Em entrevista à imprensa, Yermak disse acreditar que apesar de Lula não ligar para o assunto, o povo brasileiro se compadece da tragédia ucraniana. Por isso, Kyiv tem investido em criar parcerias e promover viagens de parlamentares brasileiros para a Ucrânia e políticos ucranianos para o Brasil. Ao menos três encontros oficiais já aconteceram.

Oficialmente o Itamaraty diz que condena a invasão da Ucrânia pela Rússia nas instâncias internacionais. Mas na prática Lula dá sinais de apoiar o ditador russo Vladimir Putin, como ao vetar a venda de ambulâncias blindadas para a Ucrânia ou assinar a proposta de paz escrita pela China e apoio à Rússia.

Israel recorre a Eduardo Bolsonaro para cobrar explicações da Justiça do Brasil

Com Israel, a situação é similar. O Itamaraty foi cuidadoso ao criticar as ações terroristas do grupo Hamas e rápido ao condenar ataques israelenses que causaram baixas civis na Faixa de Gaza. O governo israelense então deu um passo além da Ucrânia e deu a Lula o título de "persona non grata". O petista se transformou no primeiro presidente brasileiro a não ser considerado bem-vindo em um país estrangeiro.

A punição dada a Lula foi resultado dele ter comparado a guerra que Israel vinha travando contra terroristas do Hamas com as ações dos nazistas contra os judeus. Mesmo antes disso, o embaixador de Israel, Daniel Zonshine, já preferia o contato com a oposição. Ele foi ao Congresso Nacional e se encontrou com o ex-presidente Jair Bolsonaro (PL) e parlamentares em 2023.

A estratégia continua em prática. Em janeiro deste ano, o ministro de Assuntos da Diáspora e Combate ao Antissemitismo de Israel, Amichai Chikli, preferiu procurar o deputado Eduardo Bolsonaro para entregrar uma carta ao invés de buscar as vias diplomáticas tradicionais. Ele criticou a decisão da Justiça Federal do Brasil de ordenar a investigação de um soldado israelense em férias no Brasil simplesmente pelo fato de ter servido nas Forças de Defesa de Israel em um cargo de baixa patente. A Justiça havia sido provocada por uma organização militante palestina.

Um dos receios dos israelenses é que o assunto ficasse escondido da população se fosse tratado apenas com diplomatas pelas vias oficiais. A carta acabou publicada nas redes sociais de Eduardo e teve ampla cobertura de mídia.
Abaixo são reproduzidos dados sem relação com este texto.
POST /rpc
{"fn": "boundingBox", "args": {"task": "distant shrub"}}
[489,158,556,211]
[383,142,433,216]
Milei veio ao Brasil e não se encontrou com Lula

A relação de Javier Milei, o presidente da Argentina, com Lula também é praticamente nula, devido a diferenças ideológicas profundas e, principalmente, por Lula ter tentado interferir na eleição argentina apoiando Sergio Massa, o candidato do então presidente peronista Alberto Fernández. Lula angariou a repulsa de Milei por usar o governo brasileiro para favorecer o adversário.
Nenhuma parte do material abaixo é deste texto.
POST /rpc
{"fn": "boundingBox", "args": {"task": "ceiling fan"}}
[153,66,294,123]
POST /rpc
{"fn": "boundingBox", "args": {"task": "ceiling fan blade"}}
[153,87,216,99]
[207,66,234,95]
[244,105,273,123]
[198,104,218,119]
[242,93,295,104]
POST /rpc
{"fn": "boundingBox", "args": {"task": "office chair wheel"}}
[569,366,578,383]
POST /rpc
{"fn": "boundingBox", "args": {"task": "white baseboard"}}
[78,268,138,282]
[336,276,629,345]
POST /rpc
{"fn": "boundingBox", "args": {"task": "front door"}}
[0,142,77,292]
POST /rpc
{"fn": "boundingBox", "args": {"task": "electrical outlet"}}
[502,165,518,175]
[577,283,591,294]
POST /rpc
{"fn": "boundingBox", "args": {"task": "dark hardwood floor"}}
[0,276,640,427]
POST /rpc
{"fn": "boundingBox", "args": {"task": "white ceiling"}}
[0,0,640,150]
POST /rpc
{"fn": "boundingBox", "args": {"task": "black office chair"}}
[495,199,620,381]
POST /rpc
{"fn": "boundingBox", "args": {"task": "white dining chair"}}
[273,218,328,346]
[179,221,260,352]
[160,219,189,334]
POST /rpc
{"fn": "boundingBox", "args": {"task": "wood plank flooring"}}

Segundo reportagem do jornal Estado de São Paulo, em 2023, Lula teria atuado para autorizar uma operação para que o Banco de Desenvolvimento da América Latina (CAF) concedesse empréstimo de US$ 1 bilhão à Argentina. Apesar do empréstimo não ser ilegal, a articulação foi interpretada como uma tentativa explícita de ajudar em um momento em que a ação poderia ter impacto eleitoral.

Com a derrota do peronista e a vitória do atual presidente, a relação entre os governos brasileiro e argentino esfriou e o novo presidente argentino passou a estreitar os laços com a oposição local. Em julho do ano passado, ele participou da Conferência de Ação Política Conservadora (CPAC), realizada em Balneário Camboriú, e fez duras críticas aos governos socialistas da América do Sul e apontou perseguição a nomes da direita em diversos países, inclusive no Brasil.

"Lula está isolando o Brasil no cenário internacional", diz cientista político

Para o cientista político Marcelo Suano, doutor em Ciência Política pela USP, as declarações e ações do presidente Lula estão contribuindo para um isolamento do Brasil no âmbito internacional. Ele critica as alianças com regimes questionados mundialmente, afirmando que isso afasta o país de parceiros estratégicos.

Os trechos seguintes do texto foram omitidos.